Providing the information buyers want

Condo-Check audits strata corporations and rates their performance on maintenance, finances, management and council oversight

Here is an interesting concept that might actuallly be accepted on B.C. in regards to giving condo buyers a little piece of mind.  Apparently it has been tested in Calgary and expected to be tried in Vancouver.

 
 

A couple weeks ago, I introduced readers to Bernie Winter, a Calgary businesswoman who offers a service to review strata documents for clients in Alberta.

She and her team of consultants examine all the documents a strata corporation must make available to interested buyers and report what they find, good or bad.

Winter - and others - have tried to offer that service in B.C., but have either given up or been shut down by the Superintendent of Real Estate. The problem? In B.C., you must be a licensed realtor to advise anyone about real estate - even if you're not selling it. And since realtors are reluctant to refer their clients to another realtor, no one (to Winter's knowledge) has been successful.

Early next year, however, Winter plans to introduce a new service here, one she claims will avoid the licensing pitfall and do two things: It will tell strata owners how well their property's value is being maintained, and it will arm buyers with critical information about maintenance and the relationship between a council and a strata-management company, among other things.

"What's the risk? That's what buyers want to know," she told me by phone. However, her new service isn't blatantly directed at buyers. She reaches them rather ingeniously through a back door, by first providing strata corporations with what she calls a Condominium Viability Audit.

Here's how it works in Calgary, where she's been piloting it for the last three years with 12 strata corporations participating. A strata corporation hires Condo-Check (her company) to examine its books, records, meeting minutes, etc. Winter, or one of her consultants, walks the entire property (residences excepted) to see how well it is being maintained.

Even the property manager's contract and performance is under scrutiny. "I'm actually in the string of emails between board members and the property manager," says Winter, "so I can see when a problem is brewing." Strata councillors aren't let off the hook either: They're interviewed as a group and also one on one. "Why are they on the board? What's their interest?" Winter wants to know. "They need to be representing the entire ownership, not just their own best interest."

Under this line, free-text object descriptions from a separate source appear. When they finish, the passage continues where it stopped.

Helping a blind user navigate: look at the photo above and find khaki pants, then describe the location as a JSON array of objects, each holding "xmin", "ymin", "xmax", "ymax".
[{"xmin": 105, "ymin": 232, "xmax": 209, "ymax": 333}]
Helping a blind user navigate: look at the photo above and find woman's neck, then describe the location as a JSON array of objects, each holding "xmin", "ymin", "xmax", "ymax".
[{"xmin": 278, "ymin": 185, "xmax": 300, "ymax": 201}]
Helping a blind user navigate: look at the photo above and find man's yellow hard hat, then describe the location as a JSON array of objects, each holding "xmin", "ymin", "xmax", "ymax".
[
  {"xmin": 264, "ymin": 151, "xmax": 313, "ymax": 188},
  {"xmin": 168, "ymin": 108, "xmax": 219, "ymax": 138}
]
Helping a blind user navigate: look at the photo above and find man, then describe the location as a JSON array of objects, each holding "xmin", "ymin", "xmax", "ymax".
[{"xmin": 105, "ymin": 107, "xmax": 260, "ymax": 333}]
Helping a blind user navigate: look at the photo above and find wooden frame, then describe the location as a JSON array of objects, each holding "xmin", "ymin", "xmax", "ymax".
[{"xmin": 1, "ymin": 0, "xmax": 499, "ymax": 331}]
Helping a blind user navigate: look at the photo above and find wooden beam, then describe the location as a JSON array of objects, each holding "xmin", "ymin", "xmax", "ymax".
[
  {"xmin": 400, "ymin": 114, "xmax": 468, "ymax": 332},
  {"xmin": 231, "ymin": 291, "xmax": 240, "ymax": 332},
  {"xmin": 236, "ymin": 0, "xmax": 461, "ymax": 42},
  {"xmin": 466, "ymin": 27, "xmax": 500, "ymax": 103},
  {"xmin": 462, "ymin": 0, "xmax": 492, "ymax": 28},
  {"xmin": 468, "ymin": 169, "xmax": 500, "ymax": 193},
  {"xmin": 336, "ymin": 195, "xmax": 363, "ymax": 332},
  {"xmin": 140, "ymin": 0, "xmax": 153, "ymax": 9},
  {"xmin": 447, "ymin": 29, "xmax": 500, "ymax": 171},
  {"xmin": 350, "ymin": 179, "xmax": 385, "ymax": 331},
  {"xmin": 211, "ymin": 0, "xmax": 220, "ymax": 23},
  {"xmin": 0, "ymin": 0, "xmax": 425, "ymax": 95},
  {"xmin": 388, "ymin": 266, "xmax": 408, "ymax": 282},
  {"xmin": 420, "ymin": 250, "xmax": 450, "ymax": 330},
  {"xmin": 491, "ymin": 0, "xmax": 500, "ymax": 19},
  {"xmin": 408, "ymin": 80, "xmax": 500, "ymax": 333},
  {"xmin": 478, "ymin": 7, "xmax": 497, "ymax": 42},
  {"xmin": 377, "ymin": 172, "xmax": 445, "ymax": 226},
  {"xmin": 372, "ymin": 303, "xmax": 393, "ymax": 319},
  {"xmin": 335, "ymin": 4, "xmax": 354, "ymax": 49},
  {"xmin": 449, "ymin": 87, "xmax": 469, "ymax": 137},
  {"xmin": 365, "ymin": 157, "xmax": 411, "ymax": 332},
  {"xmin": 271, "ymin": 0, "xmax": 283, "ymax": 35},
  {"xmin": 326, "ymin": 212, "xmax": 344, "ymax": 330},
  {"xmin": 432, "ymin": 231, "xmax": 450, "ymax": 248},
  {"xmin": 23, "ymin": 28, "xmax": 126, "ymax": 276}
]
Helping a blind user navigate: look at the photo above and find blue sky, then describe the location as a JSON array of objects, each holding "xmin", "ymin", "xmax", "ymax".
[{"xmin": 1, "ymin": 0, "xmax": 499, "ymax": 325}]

Once the data are collected, it's measured on a scale devised by Winter and four other industry experts (individuals who work in the strata or rental housing industry in Alberta), then given a percentage rating, comparable to a personal credit score. And that score isn't static. Every month, the strata corporation's internal workings are reviewed and the rating may change.

"I had one that was at an 82 and they had a major problem at Christmas time, and their score went down to 60 and they fixed it within two weeks," says Winter. "The score went back up and it went back up a little higher because of how quick they fixed it, so it's a moving scale."

Strata corporations pay Condo-Check an initial fee - Winter won't say how much - for their first audit, then an ongoing fee for as long as they participate in her program. They also post a sign on their property letting any visitor - including prospective buyers - know that the strata corporation is being audited. For $395, anyone can go to Condo-Check's website (www. condo-check.com) and access the latest report. (There are two reports; one for the strata corporation and one for everyone else.)

Strata corporations are paid $100 every time someone orders a copy of the report detailing their business operation.

Winter says this program shouldn't raise any eyebrows at the Superintendent of Real Estate's office because it's not done for the purpose of selling real estate, but for the maintenance of it. Whatever the rationale, it could be exactly what buyers need and can't get now.